Review on Normalizing Flows

Posted on Nov 22, 2024 (Update: Nov 23, 2024)

Tags: Generative Models, Normalizing Flows, Density Estimation, Variational Inference, Invertible Neural Networks

This note is for Kobyzev, I., Prince, S. J. D., & Brubaker, M. A. (2020). Normalizing Flows: An Introduction and Review of Current Methods (No. arXiv:1908.09257). arXiv. http://arxiv.org/abs/1908.09257

Normalizing Flows are generative models which produce tractable distributions where both sampling and density evaluation can be efficient and exact.

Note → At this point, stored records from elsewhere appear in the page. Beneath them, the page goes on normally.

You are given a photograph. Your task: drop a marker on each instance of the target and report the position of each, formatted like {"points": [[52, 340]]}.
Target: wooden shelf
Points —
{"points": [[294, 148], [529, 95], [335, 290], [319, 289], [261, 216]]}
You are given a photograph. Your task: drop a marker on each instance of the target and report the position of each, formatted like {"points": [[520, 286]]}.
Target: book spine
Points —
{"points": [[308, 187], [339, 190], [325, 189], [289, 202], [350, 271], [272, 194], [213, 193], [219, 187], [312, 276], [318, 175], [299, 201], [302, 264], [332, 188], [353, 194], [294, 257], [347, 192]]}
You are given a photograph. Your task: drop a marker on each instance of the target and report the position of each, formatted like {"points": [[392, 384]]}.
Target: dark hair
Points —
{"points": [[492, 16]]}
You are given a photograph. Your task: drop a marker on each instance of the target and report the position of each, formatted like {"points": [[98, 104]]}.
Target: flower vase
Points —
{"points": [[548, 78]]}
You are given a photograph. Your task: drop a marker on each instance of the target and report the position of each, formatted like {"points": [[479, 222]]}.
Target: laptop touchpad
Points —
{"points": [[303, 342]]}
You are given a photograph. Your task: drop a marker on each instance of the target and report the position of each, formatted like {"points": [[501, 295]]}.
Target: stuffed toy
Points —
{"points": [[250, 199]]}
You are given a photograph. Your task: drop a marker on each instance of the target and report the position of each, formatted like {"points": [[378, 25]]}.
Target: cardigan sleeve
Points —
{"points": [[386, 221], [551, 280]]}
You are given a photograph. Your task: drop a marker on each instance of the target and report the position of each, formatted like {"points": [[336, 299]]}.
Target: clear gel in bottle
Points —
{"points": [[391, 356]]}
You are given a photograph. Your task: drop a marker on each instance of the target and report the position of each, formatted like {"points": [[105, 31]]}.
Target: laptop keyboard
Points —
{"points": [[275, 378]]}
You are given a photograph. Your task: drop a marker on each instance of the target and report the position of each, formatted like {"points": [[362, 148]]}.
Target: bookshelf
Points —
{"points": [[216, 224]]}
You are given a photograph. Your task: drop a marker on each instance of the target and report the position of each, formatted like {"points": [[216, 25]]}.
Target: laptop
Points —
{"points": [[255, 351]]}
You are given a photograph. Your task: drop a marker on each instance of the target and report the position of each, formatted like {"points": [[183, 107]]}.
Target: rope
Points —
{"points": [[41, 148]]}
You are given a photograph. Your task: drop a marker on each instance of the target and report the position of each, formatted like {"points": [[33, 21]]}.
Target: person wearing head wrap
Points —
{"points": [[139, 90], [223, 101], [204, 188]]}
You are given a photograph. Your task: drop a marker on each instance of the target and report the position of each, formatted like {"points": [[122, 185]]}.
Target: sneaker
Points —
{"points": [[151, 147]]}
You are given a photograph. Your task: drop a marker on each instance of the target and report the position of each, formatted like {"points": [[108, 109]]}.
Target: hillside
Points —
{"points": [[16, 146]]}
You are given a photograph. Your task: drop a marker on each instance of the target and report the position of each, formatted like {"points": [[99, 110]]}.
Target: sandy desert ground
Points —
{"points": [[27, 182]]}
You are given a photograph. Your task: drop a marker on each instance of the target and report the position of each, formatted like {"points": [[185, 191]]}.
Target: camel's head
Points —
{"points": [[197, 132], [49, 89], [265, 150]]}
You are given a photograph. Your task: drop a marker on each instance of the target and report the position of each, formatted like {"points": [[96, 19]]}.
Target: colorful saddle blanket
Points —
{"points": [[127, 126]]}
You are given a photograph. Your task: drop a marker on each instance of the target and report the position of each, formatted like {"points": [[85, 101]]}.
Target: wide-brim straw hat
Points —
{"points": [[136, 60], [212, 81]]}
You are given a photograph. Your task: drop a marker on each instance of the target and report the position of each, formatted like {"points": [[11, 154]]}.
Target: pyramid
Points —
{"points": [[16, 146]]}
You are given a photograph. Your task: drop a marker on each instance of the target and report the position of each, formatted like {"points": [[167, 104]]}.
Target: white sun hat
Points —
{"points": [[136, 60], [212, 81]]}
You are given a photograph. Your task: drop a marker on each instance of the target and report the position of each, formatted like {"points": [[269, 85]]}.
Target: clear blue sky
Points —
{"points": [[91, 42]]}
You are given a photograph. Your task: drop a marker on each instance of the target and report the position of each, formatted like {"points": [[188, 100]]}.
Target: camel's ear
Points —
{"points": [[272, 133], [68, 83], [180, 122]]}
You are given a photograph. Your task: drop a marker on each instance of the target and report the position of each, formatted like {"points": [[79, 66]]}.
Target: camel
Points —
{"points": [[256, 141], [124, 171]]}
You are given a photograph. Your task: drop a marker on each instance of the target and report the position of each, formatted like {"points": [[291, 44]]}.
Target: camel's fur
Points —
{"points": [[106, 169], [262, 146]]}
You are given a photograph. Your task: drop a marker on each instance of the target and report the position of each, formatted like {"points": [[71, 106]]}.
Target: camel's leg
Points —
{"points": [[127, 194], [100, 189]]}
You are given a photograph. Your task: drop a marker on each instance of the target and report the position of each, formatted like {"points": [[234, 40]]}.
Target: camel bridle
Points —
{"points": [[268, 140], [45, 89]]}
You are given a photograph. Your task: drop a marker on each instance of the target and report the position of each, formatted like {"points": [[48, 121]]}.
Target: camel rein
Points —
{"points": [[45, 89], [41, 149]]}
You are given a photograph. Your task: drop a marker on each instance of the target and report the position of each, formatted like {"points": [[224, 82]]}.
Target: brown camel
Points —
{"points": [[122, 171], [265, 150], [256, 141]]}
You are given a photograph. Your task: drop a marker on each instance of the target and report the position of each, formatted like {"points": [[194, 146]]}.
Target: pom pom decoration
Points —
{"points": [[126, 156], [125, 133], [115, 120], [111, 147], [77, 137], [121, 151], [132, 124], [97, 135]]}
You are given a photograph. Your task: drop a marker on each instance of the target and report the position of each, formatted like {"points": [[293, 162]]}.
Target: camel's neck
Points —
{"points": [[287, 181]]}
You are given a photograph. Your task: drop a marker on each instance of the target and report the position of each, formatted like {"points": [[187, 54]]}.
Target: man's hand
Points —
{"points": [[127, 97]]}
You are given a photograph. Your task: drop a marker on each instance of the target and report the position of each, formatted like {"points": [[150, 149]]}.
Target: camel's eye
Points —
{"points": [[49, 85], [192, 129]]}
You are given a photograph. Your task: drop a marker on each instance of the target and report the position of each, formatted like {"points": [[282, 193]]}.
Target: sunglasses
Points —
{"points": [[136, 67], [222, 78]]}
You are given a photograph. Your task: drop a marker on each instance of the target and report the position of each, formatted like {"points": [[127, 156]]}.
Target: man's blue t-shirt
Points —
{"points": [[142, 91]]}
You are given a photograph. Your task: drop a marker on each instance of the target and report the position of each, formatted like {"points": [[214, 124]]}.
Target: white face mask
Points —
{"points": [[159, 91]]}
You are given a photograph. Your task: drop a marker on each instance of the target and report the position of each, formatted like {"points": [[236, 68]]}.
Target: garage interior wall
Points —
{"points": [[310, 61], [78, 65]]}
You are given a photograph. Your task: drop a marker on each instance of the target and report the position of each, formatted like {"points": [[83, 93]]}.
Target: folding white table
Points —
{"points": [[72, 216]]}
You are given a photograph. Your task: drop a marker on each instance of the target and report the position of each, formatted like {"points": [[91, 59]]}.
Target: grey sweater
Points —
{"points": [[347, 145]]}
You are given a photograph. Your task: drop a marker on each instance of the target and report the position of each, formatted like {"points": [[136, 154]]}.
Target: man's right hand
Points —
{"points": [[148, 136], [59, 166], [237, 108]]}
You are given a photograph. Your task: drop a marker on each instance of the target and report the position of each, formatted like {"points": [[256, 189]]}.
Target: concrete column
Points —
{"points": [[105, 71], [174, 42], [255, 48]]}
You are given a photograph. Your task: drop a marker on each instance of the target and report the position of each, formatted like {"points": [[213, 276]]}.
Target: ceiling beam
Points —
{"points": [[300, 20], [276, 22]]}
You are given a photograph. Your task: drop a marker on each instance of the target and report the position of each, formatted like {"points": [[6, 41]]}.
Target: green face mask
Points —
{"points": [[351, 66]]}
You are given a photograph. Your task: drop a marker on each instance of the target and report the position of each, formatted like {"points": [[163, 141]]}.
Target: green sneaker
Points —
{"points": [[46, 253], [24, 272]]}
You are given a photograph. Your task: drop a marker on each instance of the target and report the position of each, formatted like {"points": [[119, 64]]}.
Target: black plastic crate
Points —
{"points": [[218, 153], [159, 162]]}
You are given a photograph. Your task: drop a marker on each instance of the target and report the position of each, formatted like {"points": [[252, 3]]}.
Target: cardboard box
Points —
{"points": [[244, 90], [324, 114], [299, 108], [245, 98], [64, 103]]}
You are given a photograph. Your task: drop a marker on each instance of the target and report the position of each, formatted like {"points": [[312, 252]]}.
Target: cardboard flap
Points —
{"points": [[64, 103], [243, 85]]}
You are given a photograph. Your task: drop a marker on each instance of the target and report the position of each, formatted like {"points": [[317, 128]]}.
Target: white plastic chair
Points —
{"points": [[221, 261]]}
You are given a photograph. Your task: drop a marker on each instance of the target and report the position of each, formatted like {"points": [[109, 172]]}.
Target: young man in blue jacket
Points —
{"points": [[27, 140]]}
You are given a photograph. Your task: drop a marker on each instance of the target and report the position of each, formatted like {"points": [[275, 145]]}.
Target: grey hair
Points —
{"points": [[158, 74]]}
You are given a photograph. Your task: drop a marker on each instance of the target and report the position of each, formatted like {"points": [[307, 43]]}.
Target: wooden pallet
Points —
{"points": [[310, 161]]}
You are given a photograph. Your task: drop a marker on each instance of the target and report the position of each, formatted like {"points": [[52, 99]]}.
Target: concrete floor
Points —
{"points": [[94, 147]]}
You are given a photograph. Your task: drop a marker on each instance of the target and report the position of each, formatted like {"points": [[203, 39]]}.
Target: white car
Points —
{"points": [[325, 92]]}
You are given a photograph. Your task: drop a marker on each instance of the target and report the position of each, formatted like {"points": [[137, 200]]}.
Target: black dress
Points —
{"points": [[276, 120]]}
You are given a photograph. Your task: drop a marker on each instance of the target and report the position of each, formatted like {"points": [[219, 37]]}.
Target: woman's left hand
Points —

a major goal: model a probability distribution given samples drawn from that distribution

this is

an example of unsupervised learning
sometimes called generative modelling

applications:

density estimation
outlier detection
prior construction
dataset summarization

many methods for generative modelling:

direct analytic approaches approximate observed data with a fixed family of distributions
variational approaches and expectation maximization introduce latent variables to explain the observed data
- additional flexibility but can increase the complexity of learning and inference
graphical models explicitly model the conditional dependence between random variables
generative neural approaches: generative adversarial networks (GANs) and variational auto-encoders (VAEs)
- neither allows for exact evaluation of the probability density of new points
- training can be challenging due to a variety of phenomena including model collapse, posterior collapse, vanishing gradients and training instability

normalizing flows (NF) are a family of generative models with tractable distributions where both sampling and density evaluation can be efficient and exact.

Background

A Normalizing Flow is a transformation of a simple probability distribution (e.g., a standard normal) into a more complex distribution by a sequence of invertible and differentiable mappings.

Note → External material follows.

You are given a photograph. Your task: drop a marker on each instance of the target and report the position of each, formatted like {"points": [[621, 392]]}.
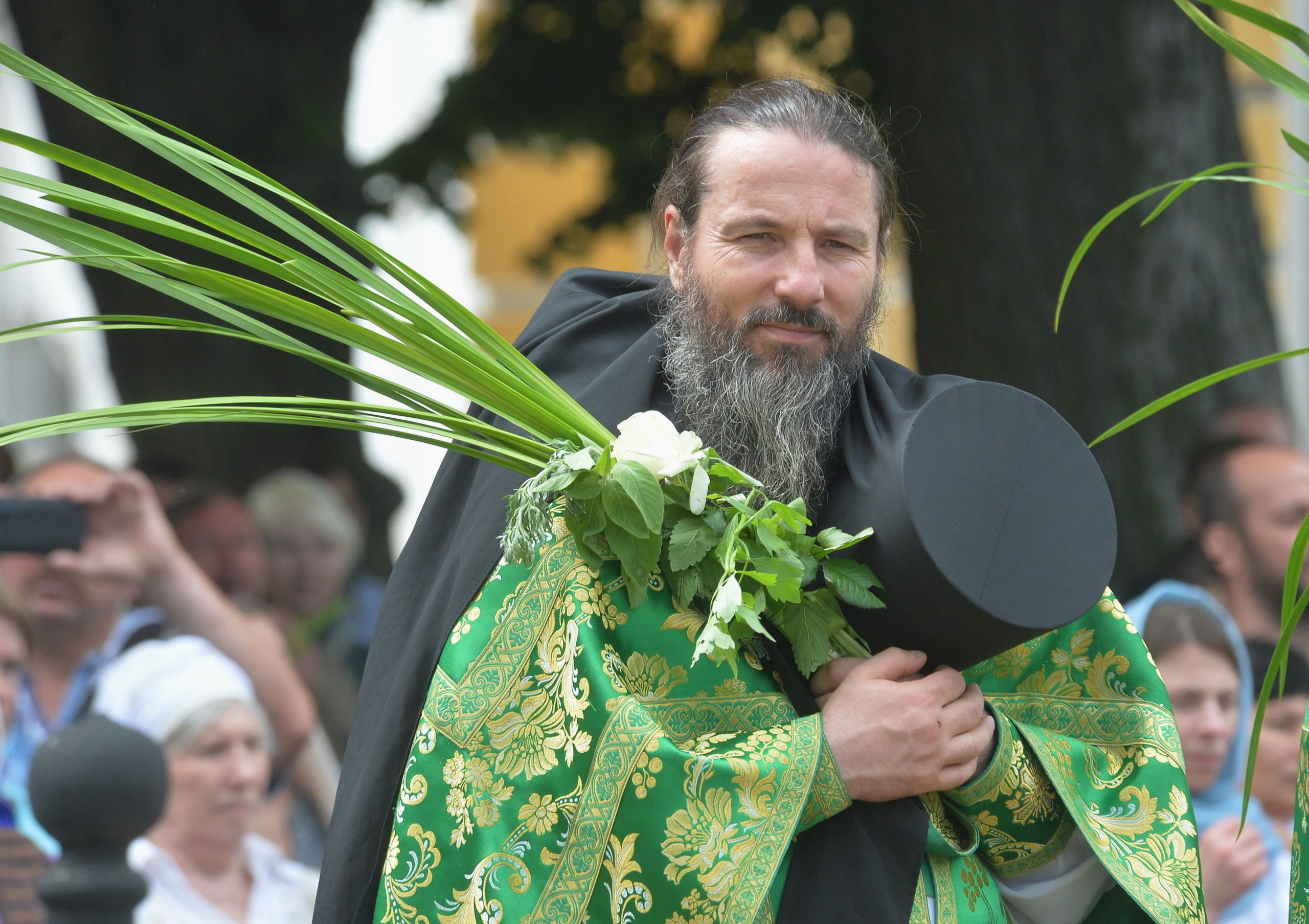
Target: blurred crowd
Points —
{"points": [[1211, 626], [233, 630]]}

The density of a sample can be evaluated by transforming it back to the original simple distribution and then computing the product of

the density of the inverse-transformed sample under this distribution
the associated change in volume induced by the sequence of inverse transformations

the result of this approach is a mechanism to construct new families of distributions by choosing an initial density and then chaining together some number of parameterized, invertible, and differentiable transformations

Basics

$Z \in \IR^D$: r.v. with a known and tractable pdf $p_Z: \IR^D \rightarrow \IR$
$g$: an invertible function, $Y = g(Z)$

\[p_Y(y) = p_Z(f(y))\vert \det Df(y)\vert = p_Z(f(y))\vert\det Dg(f(y))\vert^{-1}\]

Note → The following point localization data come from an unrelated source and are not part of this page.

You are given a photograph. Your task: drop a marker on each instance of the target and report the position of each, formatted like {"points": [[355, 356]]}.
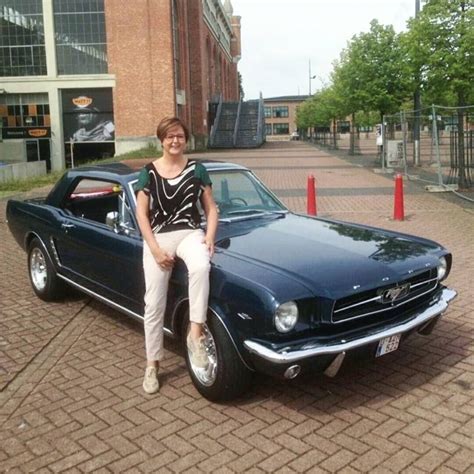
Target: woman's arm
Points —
{"points": [[161, 257], [210, 210]]}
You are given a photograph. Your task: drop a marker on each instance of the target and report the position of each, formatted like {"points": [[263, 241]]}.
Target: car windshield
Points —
{"points": [[240, 194]]}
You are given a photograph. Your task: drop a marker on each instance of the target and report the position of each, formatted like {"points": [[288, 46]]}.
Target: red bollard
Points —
{"points": [[311, 196], [398, 209]]}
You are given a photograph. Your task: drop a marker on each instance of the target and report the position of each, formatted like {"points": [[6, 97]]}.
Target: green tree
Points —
{"points": [[321, 110], [372, 74], [440, 45]]}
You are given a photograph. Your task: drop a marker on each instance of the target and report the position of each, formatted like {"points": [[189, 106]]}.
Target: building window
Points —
{"points": [[24, 110], [281, 129], [22, 48], [280, 112], [81, 44], [343, 126]]}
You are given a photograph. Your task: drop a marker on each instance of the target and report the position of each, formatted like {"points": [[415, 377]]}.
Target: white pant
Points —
{"points": [[188, 245]]}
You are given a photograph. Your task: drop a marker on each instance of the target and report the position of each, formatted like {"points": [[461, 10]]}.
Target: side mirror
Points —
{"points": [[112, 220]]}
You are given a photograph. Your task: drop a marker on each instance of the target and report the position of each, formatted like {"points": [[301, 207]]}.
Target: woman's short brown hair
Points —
{"points": [[170, 122]]}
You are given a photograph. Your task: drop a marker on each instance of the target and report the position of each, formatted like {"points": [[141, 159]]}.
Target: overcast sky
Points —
{"points": [[280, 37]]}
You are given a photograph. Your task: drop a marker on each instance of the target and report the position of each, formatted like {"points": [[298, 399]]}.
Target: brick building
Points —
{"points": [[93, 77]]}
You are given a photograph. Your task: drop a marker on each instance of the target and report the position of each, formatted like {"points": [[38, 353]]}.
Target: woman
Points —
{"points": [[168, 216]]}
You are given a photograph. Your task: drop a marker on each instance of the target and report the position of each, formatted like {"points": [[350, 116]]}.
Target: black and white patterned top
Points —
{"points": [[174, 201]]}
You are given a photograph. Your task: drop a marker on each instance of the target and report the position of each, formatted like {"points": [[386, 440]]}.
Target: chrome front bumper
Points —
{"points": [[420, 319]]}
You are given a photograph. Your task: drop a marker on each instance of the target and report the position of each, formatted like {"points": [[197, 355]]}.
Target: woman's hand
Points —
{"points": [[164, 260], [209, 243]]}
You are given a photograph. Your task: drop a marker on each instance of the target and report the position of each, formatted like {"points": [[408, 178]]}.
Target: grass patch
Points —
{"points": [[18, 186]]}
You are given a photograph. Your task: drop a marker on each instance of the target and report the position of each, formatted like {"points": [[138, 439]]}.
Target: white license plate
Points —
{"points": [[388, 344]]}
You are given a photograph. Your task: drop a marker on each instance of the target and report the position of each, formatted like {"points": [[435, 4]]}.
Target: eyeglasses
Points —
{"points": [[179, 137]]}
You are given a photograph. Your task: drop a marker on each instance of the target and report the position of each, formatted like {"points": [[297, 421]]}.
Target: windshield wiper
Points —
{"points": [[246, 211]]}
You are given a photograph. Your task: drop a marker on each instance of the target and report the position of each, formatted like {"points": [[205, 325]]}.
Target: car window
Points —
{"points": [[100, 201], [240, 190]]}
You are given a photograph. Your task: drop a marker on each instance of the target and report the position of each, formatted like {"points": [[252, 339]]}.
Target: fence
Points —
{"points": [[444, 145]]}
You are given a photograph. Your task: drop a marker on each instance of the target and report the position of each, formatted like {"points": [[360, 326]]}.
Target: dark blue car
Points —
{"points": [[289, 292]]}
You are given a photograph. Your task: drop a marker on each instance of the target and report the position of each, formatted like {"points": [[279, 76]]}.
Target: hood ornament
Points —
{"points": [[395, 293]]}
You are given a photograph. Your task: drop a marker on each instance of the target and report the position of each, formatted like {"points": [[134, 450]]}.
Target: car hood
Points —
{"points": [[330, 258]]}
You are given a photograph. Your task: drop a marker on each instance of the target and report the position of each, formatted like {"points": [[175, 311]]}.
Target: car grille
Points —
{"points": [[385, 298]]}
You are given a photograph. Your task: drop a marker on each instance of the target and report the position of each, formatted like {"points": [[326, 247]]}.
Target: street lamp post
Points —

the new density is called a pushforward of the density $p_Z$ by the function $g$ and denoted by $g\star p_Z$

generative direction: from base density to final complicated density, $y = g(z)$
normalizing direction: inverse function $f$ moves (or flows) in the opposite

the term is doubly accurate if the base measure $p_z$ is chosen as a Normal distribution as it often is in practice

normalizing flows: mean bijections which are convenient to compute, invert, and calculate the determinant of their Jacobian.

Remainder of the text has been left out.